What resonated most and why I’m most grateful to have listened to this book is the perspective the Dalai Lama brought to his own predicament. How the tragedy of his exile when seen from a different angle brought the plight of the Tibetan people and the teachings of Buddhism to a larger audience that might not have been cast in the limelight had he remained in Lhasa. In his own words:

There are different aspects to any event. For example, we lost our own country and became refugees, but that same experience gave us new opportunities to see more things. For me personally, I had more opportunities to meet with different people, different spiritual practitioners, like you, and also scientists. This new opportunity arrived because I became a refugee. If I remained in the Potala in Lhasa, I would have stayed in what has often been described as a golden cage: the Lama, holy Dalai Lama.” He was now sitting up stiffly as he once had to when he was the cloistered spiritual head of the Forbidden Kingdom.

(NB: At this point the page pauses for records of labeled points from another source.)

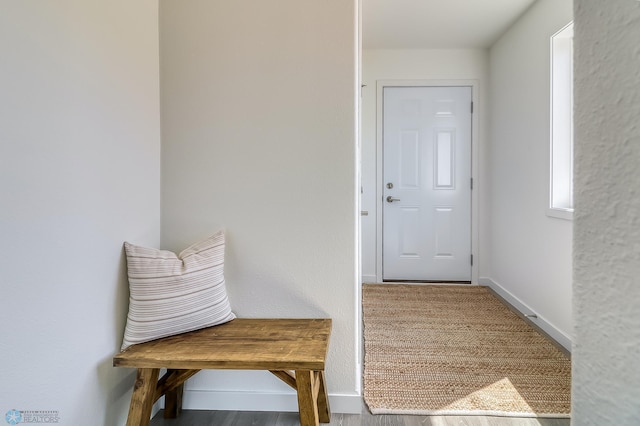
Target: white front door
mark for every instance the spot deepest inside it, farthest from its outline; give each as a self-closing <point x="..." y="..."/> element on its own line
<point x="427" y="184"/>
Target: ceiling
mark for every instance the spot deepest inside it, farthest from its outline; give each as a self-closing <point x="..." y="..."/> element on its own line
<point x="437" y="24"/>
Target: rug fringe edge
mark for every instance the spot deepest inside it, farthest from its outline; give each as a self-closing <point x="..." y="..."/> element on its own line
<point x="377" y="411"/>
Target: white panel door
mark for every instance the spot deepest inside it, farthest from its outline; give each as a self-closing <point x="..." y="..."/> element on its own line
<point x="427" y="184"/>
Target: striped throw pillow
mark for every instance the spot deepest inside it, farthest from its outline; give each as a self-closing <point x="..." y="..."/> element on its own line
<point x="172" y="294"/>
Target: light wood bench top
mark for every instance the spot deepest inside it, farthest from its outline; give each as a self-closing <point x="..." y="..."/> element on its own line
<point x="242" y="344"/>
<point x="294" y="350"/>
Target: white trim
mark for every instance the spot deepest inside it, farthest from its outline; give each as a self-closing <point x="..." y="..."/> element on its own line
<point x="566" y="214"/>
<point x="523" y="308"/>
<point x="475" y="145"/>
<point x="262" y="401"/>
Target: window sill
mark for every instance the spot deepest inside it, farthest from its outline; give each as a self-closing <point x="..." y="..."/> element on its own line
<point x="566" y="214"/>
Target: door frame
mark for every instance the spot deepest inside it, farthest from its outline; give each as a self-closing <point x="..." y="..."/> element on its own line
<point x="474" y="84"/>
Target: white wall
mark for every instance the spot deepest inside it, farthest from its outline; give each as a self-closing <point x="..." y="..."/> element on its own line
<point x="606" y="354"/>
<point x="530" y="255"/>
<point x="413" y="64"/>
<point x="79" y="166"/>
<point x="258" y="128"/>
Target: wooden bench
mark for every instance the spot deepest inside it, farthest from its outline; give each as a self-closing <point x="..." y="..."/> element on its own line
<point x="294" y="350"/>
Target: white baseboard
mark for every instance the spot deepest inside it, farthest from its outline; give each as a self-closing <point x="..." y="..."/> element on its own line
<point x="523" y="308"/>
<point x="369" y="279"/>
<point x="262" y="401"/>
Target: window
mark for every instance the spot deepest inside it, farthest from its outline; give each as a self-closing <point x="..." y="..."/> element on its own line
<point x="561" y="149"/>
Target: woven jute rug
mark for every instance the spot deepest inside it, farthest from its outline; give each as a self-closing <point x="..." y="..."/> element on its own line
<point x="457" y="350"/>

“So, personally, I prefer the last five decades of refugee life. It’s more useful, more opportunity to learn, to experience life. Therefore, if you look from one angle, you feel, oh how bad, how sad. But if you look from another angle at that same tragedy, that same event, you see that it gives me new opportunities.’

I think this is the most difficult of the concepts to accept and adopt from this book, but it can be the most significant in terms of how we view the misfortunes in our own lives. It has certainly changed the way I am viewing my own tragedies. How can these two men who’ve endured such adversity and losses still find their way to joy? This is the ultimate lesson in how to make lemonade out of lemons.

I can’t say I’ll become a better person overnight and I won’t guarantee that if you cut me off in traffic I won’t yell a few expletives (yes, I have been known to use 'colorful' language in the privacy of my car), but I have been thinking about this book for two months since listening to it and I do find myself squashing more of the negative feelings and replacing them with more kind and productive thoughts. And while I still despair some days at the state of our world, I focus instead on what I can do in my little corner. How can I be there for my family? How do I support my friends? What charities can I lend my talents to that will make a difference in my neighbors' lives?

It’s not a perfect book, it does get a bit repetitive in parts and the author (moderator) injects himself into the narrative ‘mansplaining’ sometimes, but overall these are small criticisms in the overall message. And who is going to dock two holy men stars? Who needs that kind of bad karma?

So take a step back, practice humility, laugh often, accept things as they are, forgive when necessary, be grateful, be kind and help others. And if you fail at one or any of these today, remember that every day is an opportunity to begin again. I will step off the soapbox now, I’m sure someone needs the wood.